Horje
ETL with Spring Cloud Data Flow

ETL (Extract, Transform, Load) is the fundamental process in data warehousing and analytics. This involves extracting the data from various sources and then transforming it to fit operational needs, lastly loading it into the data storage system. Spring Cloud Data Flow (SCDF) is the microservice-based toolkit for building real-time data integration and processing pipelines. SCDF allows us to orchestrate the data pipelines, manage and monitor the data flows, and handle the data processing with ease.

In this article, we will create a simple ETL pipeline using Spring Cloud Data Flow which will extract the data, transform it, and load it.

Prerequisites:

  • Good Understanding of the Spring Boot and Spring Cloud.
  • Basic Knowledge of the Apache Kafka.
  • JDK and IntelliJ idea installed in your local system.
  • Maven for building dependency management.

What is ETL?

ETL stands for the Extract, Transform, Load. It is the process used in the data warehousing and data integration to move the data from the various sources to the centralized data warehouse or data store. The ETL process involves three main steps:

  1. Extract: This can be used to retrieving the data from various source systems.
  2. Transform: It can convert the extracted data into the format suitable for analysis and reporting.
  3. Load: It can load the transformed the data into the target database or the data warehouse.

What is Spring Cloud Data Flow?

Spring Cloud Data Flow is the toolkit for the building data integration and real-time processing pipelines.

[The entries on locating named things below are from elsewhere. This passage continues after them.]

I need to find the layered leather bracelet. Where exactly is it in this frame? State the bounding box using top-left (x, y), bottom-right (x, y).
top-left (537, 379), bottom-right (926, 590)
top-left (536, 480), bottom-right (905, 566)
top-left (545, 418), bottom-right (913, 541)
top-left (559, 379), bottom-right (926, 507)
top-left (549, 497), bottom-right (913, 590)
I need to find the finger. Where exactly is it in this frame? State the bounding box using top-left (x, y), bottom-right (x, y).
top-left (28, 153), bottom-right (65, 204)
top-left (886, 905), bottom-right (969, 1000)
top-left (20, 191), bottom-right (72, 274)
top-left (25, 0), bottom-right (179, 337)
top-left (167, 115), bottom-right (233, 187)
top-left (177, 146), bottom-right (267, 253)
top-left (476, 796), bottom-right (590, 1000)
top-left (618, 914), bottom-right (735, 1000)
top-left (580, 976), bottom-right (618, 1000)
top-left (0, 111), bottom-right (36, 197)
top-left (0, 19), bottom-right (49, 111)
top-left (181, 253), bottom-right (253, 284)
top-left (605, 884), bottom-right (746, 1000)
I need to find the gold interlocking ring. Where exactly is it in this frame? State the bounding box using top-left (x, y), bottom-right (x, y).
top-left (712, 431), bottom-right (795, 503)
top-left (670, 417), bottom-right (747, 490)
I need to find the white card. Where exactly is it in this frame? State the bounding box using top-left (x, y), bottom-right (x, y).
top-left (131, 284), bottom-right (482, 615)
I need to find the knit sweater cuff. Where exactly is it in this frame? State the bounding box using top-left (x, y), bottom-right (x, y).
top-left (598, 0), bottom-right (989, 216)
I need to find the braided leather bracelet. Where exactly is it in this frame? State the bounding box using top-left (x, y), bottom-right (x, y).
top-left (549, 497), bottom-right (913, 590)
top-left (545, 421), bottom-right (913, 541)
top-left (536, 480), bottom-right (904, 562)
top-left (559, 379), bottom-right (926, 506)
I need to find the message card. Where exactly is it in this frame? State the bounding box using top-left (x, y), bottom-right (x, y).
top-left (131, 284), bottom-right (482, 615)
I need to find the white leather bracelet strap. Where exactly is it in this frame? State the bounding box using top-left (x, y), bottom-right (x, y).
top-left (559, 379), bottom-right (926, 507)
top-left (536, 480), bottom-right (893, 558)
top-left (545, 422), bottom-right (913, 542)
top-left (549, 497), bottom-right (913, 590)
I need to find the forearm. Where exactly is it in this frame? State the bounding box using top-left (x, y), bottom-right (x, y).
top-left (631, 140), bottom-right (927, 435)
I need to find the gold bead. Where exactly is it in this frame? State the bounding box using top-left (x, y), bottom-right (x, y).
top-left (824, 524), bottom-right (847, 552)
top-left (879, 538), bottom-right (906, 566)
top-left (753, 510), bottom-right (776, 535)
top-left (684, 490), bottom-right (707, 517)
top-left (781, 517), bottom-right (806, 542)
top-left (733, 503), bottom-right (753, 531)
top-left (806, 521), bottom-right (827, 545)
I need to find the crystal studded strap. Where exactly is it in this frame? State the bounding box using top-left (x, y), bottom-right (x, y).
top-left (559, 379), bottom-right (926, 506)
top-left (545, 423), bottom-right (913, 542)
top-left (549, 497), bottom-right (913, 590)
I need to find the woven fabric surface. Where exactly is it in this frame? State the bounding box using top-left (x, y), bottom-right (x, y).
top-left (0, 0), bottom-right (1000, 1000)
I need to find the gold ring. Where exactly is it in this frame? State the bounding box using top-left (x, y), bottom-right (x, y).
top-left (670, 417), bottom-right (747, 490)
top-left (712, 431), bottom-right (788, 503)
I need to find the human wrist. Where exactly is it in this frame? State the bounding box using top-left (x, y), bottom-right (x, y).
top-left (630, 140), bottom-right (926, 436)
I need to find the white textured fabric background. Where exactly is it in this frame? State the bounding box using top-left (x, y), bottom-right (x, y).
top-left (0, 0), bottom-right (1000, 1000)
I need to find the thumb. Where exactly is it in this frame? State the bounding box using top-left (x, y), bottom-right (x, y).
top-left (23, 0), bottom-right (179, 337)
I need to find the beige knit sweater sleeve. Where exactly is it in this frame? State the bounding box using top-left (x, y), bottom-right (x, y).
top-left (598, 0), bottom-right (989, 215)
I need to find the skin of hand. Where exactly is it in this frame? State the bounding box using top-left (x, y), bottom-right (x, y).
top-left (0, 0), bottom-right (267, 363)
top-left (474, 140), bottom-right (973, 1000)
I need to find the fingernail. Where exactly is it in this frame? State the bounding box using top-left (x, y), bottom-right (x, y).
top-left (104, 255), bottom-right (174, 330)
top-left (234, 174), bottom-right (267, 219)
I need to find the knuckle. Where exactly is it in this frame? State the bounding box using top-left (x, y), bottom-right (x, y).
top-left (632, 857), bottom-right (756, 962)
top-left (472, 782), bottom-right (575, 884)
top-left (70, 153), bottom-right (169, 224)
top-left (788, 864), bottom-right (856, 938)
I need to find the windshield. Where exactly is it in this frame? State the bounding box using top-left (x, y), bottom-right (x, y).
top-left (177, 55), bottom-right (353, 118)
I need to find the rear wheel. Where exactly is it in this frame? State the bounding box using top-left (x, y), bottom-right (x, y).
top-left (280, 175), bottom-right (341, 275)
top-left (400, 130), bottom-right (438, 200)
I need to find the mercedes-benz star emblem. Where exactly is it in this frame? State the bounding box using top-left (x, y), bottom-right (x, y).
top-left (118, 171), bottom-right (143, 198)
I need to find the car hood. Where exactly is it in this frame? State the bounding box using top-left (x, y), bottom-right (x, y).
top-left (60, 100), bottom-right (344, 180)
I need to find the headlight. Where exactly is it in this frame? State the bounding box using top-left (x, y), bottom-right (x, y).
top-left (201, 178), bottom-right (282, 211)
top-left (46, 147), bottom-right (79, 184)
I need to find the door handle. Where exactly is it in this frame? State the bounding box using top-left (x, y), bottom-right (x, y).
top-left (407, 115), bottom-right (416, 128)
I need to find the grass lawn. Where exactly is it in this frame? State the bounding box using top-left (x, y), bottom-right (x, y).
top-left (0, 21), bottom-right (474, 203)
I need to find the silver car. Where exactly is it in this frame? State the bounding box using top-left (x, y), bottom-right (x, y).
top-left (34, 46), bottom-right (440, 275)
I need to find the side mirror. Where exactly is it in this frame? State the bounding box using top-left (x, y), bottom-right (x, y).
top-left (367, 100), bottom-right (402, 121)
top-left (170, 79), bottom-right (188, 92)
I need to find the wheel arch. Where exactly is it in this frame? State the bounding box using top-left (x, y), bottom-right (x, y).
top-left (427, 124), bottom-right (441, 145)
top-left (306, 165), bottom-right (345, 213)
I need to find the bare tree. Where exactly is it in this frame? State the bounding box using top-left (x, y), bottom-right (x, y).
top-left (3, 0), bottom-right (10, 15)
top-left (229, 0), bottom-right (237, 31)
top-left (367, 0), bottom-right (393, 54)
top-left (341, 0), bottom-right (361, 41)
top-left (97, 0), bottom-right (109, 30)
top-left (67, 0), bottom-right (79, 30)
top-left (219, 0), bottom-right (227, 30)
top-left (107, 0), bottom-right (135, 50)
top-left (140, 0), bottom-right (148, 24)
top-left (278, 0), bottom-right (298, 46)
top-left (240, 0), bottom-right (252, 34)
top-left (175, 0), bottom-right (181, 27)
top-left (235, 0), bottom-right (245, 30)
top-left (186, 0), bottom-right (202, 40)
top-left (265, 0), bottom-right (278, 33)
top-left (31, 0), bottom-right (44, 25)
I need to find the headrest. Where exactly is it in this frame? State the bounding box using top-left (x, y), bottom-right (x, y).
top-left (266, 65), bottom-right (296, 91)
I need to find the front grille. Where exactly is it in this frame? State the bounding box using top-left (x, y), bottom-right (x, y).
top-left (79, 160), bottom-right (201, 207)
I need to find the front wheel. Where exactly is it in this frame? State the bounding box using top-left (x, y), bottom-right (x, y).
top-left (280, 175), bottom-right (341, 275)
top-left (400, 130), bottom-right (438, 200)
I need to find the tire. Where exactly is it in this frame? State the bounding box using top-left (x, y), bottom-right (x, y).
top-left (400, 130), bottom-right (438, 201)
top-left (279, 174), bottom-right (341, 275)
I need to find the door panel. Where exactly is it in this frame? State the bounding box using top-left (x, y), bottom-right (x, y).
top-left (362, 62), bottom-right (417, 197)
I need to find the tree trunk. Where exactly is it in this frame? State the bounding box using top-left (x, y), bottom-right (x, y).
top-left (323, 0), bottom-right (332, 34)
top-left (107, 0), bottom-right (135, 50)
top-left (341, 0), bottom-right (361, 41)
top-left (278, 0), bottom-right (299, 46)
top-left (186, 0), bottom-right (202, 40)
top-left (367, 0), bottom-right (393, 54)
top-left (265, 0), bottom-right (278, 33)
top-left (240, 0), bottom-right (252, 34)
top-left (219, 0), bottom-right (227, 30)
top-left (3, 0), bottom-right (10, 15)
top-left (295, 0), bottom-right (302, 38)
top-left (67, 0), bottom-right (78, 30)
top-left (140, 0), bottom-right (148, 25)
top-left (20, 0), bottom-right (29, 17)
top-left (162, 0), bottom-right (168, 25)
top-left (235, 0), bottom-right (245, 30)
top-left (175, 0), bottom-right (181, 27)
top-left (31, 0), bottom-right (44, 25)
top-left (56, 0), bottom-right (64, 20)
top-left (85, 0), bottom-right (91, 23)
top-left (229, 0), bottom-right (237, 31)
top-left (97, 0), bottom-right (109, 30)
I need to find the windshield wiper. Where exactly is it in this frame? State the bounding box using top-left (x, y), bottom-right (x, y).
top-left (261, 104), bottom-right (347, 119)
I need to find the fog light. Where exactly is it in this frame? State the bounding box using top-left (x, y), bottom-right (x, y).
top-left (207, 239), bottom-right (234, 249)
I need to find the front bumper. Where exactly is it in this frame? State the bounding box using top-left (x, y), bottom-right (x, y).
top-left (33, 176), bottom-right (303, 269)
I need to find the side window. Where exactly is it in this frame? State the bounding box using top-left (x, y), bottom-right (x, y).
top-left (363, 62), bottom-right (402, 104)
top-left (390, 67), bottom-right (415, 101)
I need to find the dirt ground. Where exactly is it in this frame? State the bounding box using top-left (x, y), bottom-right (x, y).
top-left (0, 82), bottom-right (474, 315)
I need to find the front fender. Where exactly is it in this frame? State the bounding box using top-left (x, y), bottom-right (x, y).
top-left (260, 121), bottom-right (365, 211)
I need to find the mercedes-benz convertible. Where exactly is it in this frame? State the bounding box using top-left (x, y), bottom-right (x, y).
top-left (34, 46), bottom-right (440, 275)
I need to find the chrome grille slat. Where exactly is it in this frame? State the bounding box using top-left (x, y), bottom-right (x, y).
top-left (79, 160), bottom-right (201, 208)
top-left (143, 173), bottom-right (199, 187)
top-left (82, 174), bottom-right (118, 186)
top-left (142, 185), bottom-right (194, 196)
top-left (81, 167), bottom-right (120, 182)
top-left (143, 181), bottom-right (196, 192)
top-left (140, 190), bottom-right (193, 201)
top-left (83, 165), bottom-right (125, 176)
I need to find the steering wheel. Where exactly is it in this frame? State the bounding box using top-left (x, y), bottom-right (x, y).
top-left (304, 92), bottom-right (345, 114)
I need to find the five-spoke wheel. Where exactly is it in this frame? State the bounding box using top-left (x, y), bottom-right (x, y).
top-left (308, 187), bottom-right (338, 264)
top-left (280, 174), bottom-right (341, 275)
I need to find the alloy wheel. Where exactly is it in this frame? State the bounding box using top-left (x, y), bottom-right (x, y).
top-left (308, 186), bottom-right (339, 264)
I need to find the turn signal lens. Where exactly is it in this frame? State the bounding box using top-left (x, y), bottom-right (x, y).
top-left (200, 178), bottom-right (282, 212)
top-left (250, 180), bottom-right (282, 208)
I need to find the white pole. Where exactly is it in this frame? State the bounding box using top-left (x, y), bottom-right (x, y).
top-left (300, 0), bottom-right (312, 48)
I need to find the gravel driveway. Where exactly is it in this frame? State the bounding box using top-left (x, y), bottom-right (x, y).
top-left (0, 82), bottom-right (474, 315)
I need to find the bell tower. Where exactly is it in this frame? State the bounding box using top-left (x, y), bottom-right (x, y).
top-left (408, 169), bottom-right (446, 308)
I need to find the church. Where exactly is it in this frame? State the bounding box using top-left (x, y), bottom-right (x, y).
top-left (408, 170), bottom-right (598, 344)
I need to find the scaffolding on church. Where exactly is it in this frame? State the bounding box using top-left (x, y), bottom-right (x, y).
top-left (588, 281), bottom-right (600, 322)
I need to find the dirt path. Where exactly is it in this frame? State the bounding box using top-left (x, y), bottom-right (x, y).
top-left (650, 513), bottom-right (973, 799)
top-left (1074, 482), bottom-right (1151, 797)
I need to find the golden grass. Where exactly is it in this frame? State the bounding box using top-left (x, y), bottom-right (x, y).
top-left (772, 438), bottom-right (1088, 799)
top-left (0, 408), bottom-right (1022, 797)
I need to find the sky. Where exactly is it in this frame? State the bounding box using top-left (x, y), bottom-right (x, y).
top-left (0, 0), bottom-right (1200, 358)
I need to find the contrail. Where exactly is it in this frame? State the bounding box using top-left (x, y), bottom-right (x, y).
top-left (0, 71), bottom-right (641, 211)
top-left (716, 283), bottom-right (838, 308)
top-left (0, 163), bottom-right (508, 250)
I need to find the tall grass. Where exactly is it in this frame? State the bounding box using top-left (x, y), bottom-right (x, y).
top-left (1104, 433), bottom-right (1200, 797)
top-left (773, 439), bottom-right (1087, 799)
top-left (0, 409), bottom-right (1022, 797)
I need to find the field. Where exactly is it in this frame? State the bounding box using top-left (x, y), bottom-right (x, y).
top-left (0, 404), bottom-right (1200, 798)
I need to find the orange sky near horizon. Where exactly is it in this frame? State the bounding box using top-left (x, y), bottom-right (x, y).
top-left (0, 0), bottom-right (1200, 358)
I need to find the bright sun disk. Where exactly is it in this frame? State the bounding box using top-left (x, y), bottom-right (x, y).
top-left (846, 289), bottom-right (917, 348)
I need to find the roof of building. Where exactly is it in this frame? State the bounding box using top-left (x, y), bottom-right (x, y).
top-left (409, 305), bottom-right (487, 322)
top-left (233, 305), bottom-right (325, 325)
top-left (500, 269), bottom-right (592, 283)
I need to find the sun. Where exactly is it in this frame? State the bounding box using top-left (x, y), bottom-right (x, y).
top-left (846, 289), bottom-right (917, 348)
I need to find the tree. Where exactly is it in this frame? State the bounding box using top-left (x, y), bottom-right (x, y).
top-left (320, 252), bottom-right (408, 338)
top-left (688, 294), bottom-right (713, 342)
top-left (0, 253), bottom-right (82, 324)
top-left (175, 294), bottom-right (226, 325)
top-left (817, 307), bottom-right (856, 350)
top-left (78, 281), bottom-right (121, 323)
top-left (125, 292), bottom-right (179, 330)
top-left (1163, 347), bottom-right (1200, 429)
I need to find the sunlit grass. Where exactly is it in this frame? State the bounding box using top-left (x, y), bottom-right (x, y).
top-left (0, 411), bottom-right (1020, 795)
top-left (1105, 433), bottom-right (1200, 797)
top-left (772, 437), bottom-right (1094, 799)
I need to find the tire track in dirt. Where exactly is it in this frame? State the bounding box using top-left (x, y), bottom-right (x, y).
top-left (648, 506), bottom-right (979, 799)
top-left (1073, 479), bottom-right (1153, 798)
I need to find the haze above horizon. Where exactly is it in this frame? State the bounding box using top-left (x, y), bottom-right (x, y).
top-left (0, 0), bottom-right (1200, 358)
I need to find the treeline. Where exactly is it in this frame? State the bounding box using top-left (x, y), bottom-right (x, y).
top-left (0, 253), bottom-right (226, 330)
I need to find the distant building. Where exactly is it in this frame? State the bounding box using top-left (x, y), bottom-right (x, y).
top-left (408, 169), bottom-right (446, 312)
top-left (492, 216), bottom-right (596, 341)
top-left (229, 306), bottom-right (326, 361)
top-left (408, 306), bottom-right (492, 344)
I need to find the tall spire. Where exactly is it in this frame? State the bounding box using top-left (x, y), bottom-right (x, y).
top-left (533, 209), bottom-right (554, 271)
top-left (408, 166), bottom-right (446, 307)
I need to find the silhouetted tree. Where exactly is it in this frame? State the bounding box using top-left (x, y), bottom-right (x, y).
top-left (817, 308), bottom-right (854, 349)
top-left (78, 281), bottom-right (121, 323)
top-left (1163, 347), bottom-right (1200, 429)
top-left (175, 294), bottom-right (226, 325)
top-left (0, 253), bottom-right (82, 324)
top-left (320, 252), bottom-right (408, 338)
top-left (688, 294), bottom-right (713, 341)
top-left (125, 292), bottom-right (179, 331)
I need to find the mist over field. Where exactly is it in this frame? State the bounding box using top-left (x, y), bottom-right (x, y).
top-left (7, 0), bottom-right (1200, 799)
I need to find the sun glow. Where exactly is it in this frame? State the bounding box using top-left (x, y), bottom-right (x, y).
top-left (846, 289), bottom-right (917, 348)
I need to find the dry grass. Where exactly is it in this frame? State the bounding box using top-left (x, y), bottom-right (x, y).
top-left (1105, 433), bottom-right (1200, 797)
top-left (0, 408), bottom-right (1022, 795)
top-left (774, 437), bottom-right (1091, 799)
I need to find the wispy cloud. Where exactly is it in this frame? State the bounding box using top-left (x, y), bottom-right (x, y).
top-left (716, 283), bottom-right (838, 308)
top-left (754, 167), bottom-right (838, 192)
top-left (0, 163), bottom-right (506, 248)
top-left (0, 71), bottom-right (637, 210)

It allows the developers to create and orchestrate the complex data workflows using the microservices. SCDF can supports running the applications as tasks or streams:

  • Task: Short lived microservices that perform the specific function and then terminate.
  • Streams: Continuous data flows that process data in real time.

How ETL Works with Spring Cloud Data Flow?

In an ETL pipeline using Spring Cloud Data Flow, each step is implemented as a Spring Boot application. These applications are connected using messaging middleware like Apache Kafka.

Implementation of ETL with Spring Cloud Data Flow

Step 1: Create a Spring Boot Project

Create a new Spring Boot project using IntelliJ IDEA. While creating the project, choose the following options:

Spring Boot Project Creation


Step 2: Add the Dependencies

Add the following dependencies to your pom.xml file:

Dependencies


After project creation done, then the folder structure in the IDE will look like the below image.

Folder Structure


Step 3: Configure the Application Properties

Open the application.properties file and add the ETL configuration of the Spring Boot application.

spring.application.name=etl-spring-cloud-data-flow

# Extract application properties
spring.cloud.function.definition=extractData;transformData;loadData

# Kafka binder properties
spring.cloud.stream.bindings.extractData-out-0.destination=etl-topic
spring.cloud.stream.bindings.transformData-in-0.destination=etl-topic
spring.cloud.stream.bindings.transformData-out-0.destination=etl-transformed-topic
spring.cloud.stream.bindings.loadData-in-0.destination=etl-transformed-topic

# Kafka broker properties
spring.cloud.stream.kafka.binder.brokers=localhost:9092


Step 4: Create the ExtractService Class

Create the ExtractService class in the extract package:

Go to src > main > java > com.gfg.etlspringclouddataflow > extract > ExtractService and put the below code.

Java
package com.gfg.etlspringclouddataflow.extract;

import org.springframework.context.annotation.Bean;
import org.springframework.context.annotation.Configuration;

import java.util.function.Supplier;

/**
 * Configuration class for the extract service.
 */
@Configuration
public class ExtractService {

    /**
     * Bean definition for extracting data.
     * This bean provides a Supplier that returns a string with the extracted data and the current timestamp.
     *
     * @return Supplier of a string containing the extracted data and timestamp.
     */
    @Bean
    public Supplier<String> extractData() {
        return () -> "Extracted data at " + System.currentTimeMillis();
    }
}

This defines a Spring configuration class, ExtractService, which contains a bean method, extractData. This method provides a Supplier that returns a string with “Extracted data” followed by the current timestamp. The @Bean annotation ensures that this Supplier is registered as a Spring bean.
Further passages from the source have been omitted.